Building a RAG system is easy. Building one that works well requires measurement. Without evaluation, you're guessing about quality.
Two Things to Evaluate
1. Retrieval Quality
Did we find the right documents?
Recall@k: Of all relevant documents, how many did we retrieve in the top K results? If there are 3 relevant docs and you retrieve 2 of them in top-5, recall@5 = 66%.
Precision@k: Of the K documents retrieved, how many are actually relevant? If you retrieve 5 docs and 2 are relevant, precision@5 = 40%.
MRR (Mean Reciprocal Rank): How high is the first relevant result? First position = 1.0, second = 0.5, third = 0.33.
2. Generation Quality
Did the answer correctly use the retrieved information?
Faithfulness: Does the answer only claim things supported by the retrieved chunks? No hallucination beyond the source material.
Relevance: Does the answer actually address the question?
Completeness: Did the answer use all relevant information from the chunks?
Building a Golden Dataset
You need a set of question-answer pairs where you know the correct answer and which documents should be retrieved.
{
"question": "What was the pricing model agreed with Comfama?",
"expected_answer": "Fee blocks by project size: S, M, L, XL",
"relevant_docs": ["2025-12-12-pricing-strategy-comfama.md"],
"relevant_sections": ["Discussion", "Decisions"]
}
Start with 20-30 pairs covering different query types:
Factual lookups ("When did we last meet with X?")
Synthesis ("What are the main themes across client meetings?")
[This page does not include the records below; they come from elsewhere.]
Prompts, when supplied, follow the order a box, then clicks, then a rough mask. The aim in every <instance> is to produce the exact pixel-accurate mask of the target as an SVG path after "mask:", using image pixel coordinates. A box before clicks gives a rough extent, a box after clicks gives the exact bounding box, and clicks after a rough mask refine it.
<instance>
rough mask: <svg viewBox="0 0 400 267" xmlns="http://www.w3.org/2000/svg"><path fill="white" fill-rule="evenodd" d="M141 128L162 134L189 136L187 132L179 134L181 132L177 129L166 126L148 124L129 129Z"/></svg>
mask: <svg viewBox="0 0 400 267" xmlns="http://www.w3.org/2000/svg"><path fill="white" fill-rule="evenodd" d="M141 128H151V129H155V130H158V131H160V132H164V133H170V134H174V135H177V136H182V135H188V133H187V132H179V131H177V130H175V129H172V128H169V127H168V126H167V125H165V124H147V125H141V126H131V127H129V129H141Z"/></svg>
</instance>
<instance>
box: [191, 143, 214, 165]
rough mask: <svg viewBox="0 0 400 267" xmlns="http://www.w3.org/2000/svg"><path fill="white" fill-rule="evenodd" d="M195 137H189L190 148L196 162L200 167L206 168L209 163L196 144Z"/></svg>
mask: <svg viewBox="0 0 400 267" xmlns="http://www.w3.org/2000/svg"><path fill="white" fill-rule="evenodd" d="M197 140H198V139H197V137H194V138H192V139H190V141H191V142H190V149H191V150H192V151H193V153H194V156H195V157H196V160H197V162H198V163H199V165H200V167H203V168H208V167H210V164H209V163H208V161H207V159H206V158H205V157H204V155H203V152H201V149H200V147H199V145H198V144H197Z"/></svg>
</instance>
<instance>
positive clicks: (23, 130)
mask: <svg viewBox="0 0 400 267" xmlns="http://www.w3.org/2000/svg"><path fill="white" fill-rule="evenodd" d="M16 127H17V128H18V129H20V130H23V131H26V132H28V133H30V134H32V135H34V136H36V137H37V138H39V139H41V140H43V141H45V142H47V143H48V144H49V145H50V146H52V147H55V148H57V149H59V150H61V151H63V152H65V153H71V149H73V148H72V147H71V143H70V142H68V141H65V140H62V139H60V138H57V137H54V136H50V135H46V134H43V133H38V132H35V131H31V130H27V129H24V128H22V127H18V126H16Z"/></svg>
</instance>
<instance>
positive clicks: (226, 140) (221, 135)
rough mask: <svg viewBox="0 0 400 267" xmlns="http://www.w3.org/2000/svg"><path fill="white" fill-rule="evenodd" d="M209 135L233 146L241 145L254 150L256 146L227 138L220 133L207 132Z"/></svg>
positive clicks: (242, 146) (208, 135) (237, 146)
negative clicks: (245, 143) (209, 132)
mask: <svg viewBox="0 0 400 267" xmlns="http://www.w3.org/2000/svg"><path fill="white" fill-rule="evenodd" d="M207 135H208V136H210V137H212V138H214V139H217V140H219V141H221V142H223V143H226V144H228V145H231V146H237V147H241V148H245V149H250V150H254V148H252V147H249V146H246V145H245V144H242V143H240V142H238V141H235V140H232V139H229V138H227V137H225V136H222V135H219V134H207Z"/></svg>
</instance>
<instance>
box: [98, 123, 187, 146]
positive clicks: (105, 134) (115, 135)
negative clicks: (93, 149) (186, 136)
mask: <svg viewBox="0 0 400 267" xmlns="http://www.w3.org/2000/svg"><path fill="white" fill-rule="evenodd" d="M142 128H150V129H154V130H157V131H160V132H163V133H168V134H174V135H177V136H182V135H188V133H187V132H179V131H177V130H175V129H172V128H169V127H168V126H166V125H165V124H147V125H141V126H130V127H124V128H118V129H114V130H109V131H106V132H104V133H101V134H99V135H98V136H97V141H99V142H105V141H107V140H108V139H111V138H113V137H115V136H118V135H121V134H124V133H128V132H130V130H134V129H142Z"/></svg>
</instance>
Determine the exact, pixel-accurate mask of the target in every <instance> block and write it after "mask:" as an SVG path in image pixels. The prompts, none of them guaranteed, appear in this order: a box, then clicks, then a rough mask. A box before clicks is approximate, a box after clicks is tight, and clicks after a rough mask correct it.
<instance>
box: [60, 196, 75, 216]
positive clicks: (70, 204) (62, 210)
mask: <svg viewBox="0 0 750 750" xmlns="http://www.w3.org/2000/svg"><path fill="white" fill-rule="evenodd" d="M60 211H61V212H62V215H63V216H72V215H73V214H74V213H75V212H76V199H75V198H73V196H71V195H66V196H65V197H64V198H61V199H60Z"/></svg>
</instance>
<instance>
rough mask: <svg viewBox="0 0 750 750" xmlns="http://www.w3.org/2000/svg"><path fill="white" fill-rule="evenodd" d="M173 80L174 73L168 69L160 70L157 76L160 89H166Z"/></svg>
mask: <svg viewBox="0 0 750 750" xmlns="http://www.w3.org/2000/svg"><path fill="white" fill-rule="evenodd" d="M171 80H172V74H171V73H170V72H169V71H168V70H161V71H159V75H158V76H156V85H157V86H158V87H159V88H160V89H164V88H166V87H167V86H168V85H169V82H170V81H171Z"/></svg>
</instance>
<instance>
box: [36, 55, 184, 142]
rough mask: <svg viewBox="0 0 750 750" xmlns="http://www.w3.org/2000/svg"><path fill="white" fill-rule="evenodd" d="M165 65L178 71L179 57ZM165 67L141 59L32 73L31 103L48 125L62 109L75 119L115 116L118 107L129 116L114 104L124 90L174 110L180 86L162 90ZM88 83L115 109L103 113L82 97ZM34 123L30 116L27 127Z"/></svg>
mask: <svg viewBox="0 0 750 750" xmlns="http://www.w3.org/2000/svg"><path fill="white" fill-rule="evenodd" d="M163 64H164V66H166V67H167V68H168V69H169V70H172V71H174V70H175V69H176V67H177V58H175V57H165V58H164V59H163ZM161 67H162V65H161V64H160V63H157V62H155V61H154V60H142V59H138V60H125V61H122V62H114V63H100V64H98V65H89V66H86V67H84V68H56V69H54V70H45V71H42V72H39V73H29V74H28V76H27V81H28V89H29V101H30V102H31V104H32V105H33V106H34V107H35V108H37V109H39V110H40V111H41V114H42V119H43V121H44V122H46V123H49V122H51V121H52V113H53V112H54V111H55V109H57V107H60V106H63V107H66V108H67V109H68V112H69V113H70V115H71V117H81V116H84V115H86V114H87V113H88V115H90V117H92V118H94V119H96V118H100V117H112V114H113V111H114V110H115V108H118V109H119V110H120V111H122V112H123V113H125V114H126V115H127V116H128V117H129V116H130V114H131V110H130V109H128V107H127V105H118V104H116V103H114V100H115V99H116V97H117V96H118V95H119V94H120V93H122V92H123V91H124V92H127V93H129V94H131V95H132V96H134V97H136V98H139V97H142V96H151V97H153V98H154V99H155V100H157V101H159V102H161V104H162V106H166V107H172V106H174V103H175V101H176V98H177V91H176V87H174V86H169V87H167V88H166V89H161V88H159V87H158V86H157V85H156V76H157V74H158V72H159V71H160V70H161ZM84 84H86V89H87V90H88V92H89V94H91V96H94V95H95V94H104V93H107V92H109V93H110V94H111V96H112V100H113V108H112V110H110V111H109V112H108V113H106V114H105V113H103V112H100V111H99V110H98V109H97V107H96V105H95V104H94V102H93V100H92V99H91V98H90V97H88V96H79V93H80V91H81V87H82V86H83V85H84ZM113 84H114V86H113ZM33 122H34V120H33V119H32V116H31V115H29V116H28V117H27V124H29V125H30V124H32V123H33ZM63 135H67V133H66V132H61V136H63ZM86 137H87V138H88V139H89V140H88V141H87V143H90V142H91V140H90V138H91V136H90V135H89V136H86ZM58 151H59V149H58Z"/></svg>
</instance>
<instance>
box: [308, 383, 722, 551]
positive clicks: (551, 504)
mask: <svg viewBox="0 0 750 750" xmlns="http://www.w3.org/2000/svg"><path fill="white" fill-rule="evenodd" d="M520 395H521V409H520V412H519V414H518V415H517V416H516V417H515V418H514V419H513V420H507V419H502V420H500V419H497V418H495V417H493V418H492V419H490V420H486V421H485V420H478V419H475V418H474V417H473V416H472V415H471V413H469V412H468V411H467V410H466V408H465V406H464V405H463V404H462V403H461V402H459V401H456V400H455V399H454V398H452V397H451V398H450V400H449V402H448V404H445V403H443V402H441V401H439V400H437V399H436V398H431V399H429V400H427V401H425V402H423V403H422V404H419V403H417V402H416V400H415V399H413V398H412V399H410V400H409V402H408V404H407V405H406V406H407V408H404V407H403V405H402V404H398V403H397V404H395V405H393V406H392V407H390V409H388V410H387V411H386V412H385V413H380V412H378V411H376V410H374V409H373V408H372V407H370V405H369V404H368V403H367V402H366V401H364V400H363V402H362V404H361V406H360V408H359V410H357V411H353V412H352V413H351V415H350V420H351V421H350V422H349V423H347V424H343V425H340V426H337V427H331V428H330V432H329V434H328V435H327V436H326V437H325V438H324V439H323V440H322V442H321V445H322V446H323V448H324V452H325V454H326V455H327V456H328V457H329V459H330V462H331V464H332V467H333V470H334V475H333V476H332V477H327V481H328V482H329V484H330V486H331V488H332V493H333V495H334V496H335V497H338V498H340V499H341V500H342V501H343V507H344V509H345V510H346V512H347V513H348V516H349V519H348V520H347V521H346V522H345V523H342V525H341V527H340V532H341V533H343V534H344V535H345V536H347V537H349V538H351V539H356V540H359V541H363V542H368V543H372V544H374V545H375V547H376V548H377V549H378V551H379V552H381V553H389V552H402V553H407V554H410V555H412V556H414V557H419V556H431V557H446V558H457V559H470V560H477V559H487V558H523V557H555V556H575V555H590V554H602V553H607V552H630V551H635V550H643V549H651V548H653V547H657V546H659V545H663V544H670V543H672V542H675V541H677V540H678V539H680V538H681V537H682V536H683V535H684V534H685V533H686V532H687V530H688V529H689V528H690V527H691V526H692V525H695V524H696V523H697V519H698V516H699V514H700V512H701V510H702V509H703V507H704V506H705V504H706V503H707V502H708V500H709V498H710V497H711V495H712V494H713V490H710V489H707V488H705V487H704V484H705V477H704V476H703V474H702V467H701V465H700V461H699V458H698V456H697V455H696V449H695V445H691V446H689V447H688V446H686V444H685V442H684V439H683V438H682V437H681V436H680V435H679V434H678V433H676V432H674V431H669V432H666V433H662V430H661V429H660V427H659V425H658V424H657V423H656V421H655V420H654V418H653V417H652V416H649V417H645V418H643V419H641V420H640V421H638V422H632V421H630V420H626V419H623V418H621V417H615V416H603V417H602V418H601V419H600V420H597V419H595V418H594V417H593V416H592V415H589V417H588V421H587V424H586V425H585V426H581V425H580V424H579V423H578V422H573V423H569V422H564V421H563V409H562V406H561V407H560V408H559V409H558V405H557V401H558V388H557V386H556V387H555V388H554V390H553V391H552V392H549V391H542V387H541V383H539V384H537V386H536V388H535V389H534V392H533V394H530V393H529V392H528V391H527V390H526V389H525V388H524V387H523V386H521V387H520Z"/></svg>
Temporal ("What changed in the pricing model between Q3 and Q4?")
LLM-as-Judge
Instead of manually grading every answer, use a strong LLM to evaluate:
System: You are evaluating a RAG system's answer.
Given the source documents and the generated answer,
rate faithfulness (1-5) and relevance (1-5).
Explain any issues.
Source: [retrieved chunks]
Question: [user query]
Answer: [generated answer]
This scales evaluation. You can run it on every answer in your test set automatically.
Most improvements come from retrieval fixes, not prompt engineering. If the wrong documents are retrieved, no prompt will fix the output.
❓ Quiz 1
Your RAG system retrieves 5 documents for a query. 3 are relevant out of 4 total relevant docs in the corpus. What is recall@5?
Recall@5 = relevant docs retrieved / total relevant docs = 3/4 = 75%. It measures how many of the relevant documents we found, out of all that exist.
Answer to continue ↓
🛠 Exercise 1
Create 5 evaluation question-answer pairs for a RAG system over your Obsidian meeting notes. For each, write: the query, the expected answer, and which source document(s) should be retrieved. Cover different query types: factual, synthesis, and temporal.